Grilled oysters at Catch.

We began with a dozen Drago's-style grilled oysters. A casual seafood restaurant can't open without that on the menu. The dish has single-handed brought more freshly-shucked oysters to the scene than any development I can recall. Can't grill oysters on the shell without oysters in the shell. These were good, with a bit more cheese than I like, but that made the others happy. Also on the table as we dispatched these were a blue-cheese-covered wedge salad with fried sweet onion rings scattered across it, and a cup of seafood gumbo (Jude sez: 8/10).

Seafood platter.

It being Friday in Lent, we covered a wide range of seafood dishes in the entree act. Mary Ann, as Menu's Fried Seafood Platter Editor, surveyed that combo. Her thought was the same as mine a few weeks ago: the seafood itself is beyond reproach, but while the coating is crisp it's too heavy with seasonings.

Grilled mahi-mahi.

Alex got the Southwestern style mahi-mahi. It was as interesting for its garnishes as for the main ingredient: corn salsa, a brown sauce shot up with jalapeño, and a few thin plantain chips sticking out of the fish like feathers. Jude, who has become an avid seafood eater (when he left New Orleans after the hurricane he never touched the stuff), took the redfish on the half shell (below), served with saffron rice and green beans. The taste I had of that was very good, I thought, and he killed it all except the beans.

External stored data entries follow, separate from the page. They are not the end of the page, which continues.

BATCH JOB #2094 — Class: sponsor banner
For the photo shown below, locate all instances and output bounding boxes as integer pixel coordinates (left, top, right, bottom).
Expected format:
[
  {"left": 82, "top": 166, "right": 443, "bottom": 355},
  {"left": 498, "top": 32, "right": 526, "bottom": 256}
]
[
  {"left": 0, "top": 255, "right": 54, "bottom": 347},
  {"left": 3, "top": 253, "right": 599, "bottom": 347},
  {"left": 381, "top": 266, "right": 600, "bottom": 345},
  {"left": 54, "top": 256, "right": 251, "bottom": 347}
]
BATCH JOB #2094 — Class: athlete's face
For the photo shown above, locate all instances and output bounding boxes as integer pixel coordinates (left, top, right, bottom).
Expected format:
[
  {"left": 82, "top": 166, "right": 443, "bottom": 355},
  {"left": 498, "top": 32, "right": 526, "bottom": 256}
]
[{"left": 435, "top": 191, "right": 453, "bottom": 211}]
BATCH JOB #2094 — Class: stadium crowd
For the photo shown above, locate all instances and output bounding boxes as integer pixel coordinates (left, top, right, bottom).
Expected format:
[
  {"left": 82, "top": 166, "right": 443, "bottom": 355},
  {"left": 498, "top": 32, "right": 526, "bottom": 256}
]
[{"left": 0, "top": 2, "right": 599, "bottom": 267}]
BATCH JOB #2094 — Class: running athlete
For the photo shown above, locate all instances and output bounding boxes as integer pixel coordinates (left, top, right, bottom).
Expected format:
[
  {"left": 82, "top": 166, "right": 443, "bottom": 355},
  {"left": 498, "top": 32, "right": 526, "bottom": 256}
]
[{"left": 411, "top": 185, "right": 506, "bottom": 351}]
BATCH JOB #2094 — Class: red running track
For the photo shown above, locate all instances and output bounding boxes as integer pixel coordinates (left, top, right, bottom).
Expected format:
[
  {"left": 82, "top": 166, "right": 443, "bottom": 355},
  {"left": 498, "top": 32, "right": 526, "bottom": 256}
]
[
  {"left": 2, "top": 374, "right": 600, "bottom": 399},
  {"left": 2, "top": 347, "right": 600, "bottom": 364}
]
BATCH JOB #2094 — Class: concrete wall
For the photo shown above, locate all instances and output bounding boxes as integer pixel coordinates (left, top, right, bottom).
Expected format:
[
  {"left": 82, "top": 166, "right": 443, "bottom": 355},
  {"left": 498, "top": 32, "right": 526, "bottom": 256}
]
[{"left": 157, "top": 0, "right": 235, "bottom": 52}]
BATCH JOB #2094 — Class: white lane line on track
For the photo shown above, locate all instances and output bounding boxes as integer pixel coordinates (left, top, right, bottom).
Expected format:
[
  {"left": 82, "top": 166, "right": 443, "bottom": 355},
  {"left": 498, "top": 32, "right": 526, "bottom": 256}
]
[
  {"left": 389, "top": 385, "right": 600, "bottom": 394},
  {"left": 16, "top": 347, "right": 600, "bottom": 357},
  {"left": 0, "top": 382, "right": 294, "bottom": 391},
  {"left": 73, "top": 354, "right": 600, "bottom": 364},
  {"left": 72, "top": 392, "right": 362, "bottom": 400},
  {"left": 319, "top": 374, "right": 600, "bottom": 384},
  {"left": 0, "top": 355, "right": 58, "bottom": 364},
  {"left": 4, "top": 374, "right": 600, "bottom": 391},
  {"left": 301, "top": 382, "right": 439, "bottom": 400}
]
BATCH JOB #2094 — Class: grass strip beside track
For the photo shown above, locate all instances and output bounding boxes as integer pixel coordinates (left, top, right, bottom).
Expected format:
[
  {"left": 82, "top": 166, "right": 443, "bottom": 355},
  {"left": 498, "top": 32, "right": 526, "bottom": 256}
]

Redfish on the half shell.

Tuna at Catch.

My entree was a pair of rare tuna slabs atop fresh semi-wilted spinach. Shredded parmesan cheese scattered over the top was as unsuccessful as it always is. (The idea of covering seafood with parmesan cheese is hot right now, but I don't think it's good enough to last much longer.) The tuna, once the cheese was out of the way, was just what I had in mind, and much better than the same dish I had at Drago's two days ago.

Apple cobbler.

Two desserts. One was a blueberry cake floating in custard cause and dusted with cinnamon, looking for all the world like bread pudding. The other was apple cobbler with ice cream, drizzled with caramel. Both were too rich for me to eat more than a bite or two.

Catch is still evolving. The menu is noticeably different from the one I encountered when I came here about a month ago. Then, I thought that the menu was too ambitious. Not because they couldn't pull it off, but because there's such a paucity of excellent simple seafood Uptown that such a restaurant would be very welcome. Like a Drago's- or Bozo's- or Bruning's-style place. This reaches a little too far into the realm of gourmet bistro.

We're supposed to have an Eat Club dinner here in a few weeks. I'm going to ask them to do it as a more modest, less expensive dinner than our typical. I detect an interest in a contrast with our standard five- and six-course, four- and five-wine, $75 extravagances. Those may be too much for a lot of would-be Eat Clubbers on a weekday evening.

*** Catch. Uptown: 3226 Magazine 504-371-5809. Seafood.